14th of Safa. The wind did not spring up this morning till a late hour, and after continuing for about an hour and a half, fell calm. We put to shore on the western bank of the river, where we passed the remainder of the day and the night. The country continued fine and crowded with villages. At this place, some of the boat's company attempted to shoot a hippopotamus, who had shown himself several times during the day. They succeeded only in slightly wounding him, after which he disappeared. The people of the country say that there are twelve that frequent this place in the river, which contains here some low islands, well adapted to afford them food and concealment.
16th of Safa. Parted from the land about two hours after sunrise, with a strong breeze. After continuing an hour and a half the wind subsided into a calm, which obliged us to make for the shore. We landed on a large island resembling those already mentioned, where we passed the remainder of the day and the night. The country we had passed resembled that below, beautiful, and as fertile as land can be.

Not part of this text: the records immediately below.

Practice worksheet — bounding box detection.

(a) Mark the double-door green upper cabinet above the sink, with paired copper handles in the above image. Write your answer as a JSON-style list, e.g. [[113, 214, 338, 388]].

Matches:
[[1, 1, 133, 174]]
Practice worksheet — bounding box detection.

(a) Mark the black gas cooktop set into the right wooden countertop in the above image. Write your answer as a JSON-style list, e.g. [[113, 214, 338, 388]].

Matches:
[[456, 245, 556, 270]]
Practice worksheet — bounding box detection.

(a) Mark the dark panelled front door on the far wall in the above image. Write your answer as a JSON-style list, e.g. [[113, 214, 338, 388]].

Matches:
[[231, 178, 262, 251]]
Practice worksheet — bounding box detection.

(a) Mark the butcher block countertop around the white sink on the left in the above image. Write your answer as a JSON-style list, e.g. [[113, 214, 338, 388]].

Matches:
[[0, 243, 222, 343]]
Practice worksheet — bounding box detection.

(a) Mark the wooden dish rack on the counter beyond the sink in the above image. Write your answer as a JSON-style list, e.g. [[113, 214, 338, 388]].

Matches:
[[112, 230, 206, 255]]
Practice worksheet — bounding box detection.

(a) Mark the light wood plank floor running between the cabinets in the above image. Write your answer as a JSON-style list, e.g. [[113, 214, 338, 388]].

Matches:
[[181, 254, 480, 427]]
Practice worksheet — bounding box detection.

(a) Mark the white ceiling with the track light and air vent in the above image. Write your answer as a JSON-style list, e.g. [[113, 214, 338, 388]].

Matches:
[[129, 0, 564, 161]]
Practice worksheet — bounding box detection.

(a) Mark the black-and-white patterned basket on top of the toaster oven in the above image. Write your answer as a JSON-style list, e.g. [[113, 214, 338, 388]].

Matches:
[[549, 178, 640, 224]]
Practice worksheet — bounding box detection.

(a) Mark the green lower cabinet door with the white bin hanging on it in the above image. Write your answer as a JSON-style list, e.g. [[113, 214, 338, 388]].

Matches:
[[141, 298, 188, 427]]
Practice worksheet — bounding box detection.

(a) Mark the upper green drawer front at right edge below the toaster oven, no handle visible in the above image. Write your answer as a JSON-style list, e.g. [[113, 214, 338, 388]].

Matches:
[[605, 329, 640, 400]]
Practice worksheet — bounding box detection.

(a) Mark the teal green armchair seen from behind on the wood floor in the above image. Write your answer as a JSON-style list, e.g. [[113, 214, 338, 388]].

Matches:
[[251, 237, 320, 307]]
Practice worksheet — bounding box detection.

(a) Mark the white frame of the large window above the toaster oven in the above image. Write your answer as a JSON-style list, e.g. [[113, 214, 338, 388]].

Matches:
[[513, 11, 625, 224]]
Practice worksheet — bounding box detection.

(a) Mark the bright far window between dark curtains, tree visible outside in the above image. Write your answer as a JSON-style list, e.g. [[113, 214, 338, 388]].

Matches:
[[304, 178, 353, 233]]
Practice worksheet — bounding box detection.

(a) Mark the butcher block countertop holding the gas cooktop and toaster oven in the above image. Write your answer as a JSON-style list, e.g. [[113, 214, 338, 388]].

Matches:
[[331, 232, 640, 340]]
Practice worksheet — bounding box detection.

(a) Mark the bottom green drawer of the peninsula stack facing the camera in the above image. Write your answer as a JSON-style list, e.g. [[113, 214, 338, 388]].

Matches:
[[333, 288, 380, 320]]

16th of Safa. Left the land about an hour after sunrise, and in half an hour passed the southern boundary of the beautiful territory of Succoot, and entered the province of Machass. The country we were now passing is naturally fertile, but has not such a continued succession of villages as Succoot. About three hours after sunrise came in view of the ruins of an ancient temple on the west bank. With some difficulty engaged the Rais to put to shore for a few minutes, to give me an opportunity of visiting it. This temple is manifestly of Egyptian architecture; it is about two hundred feet long from east to west; ten of the columns only are standing; they are composed of separate blocks of a brown stone resembling that employed in the construction of the temples in the isle of Philoe. The walls of this temple are in ruins, except a part of the front which is in a very dilapidated state. The front faces the East; the pillars and the ruins of the walls are sculptured with hieroglyphics. It stands on the west bank of the river about two miles beyond the territory of Succoot. About an hour after leaving this place, the wind falling, our Rais was obliged to put to shore. We soon arrived at the western bank of the river, the Nile being in this place not a mile broad. The remainder of the day being calm, we staid here till next morning. Several of the Pasha's Cavalry passed along the west bank of the river yesterday and to-day, bearing repeated orders from Dongola to the commanders of the boats to hasten their progress.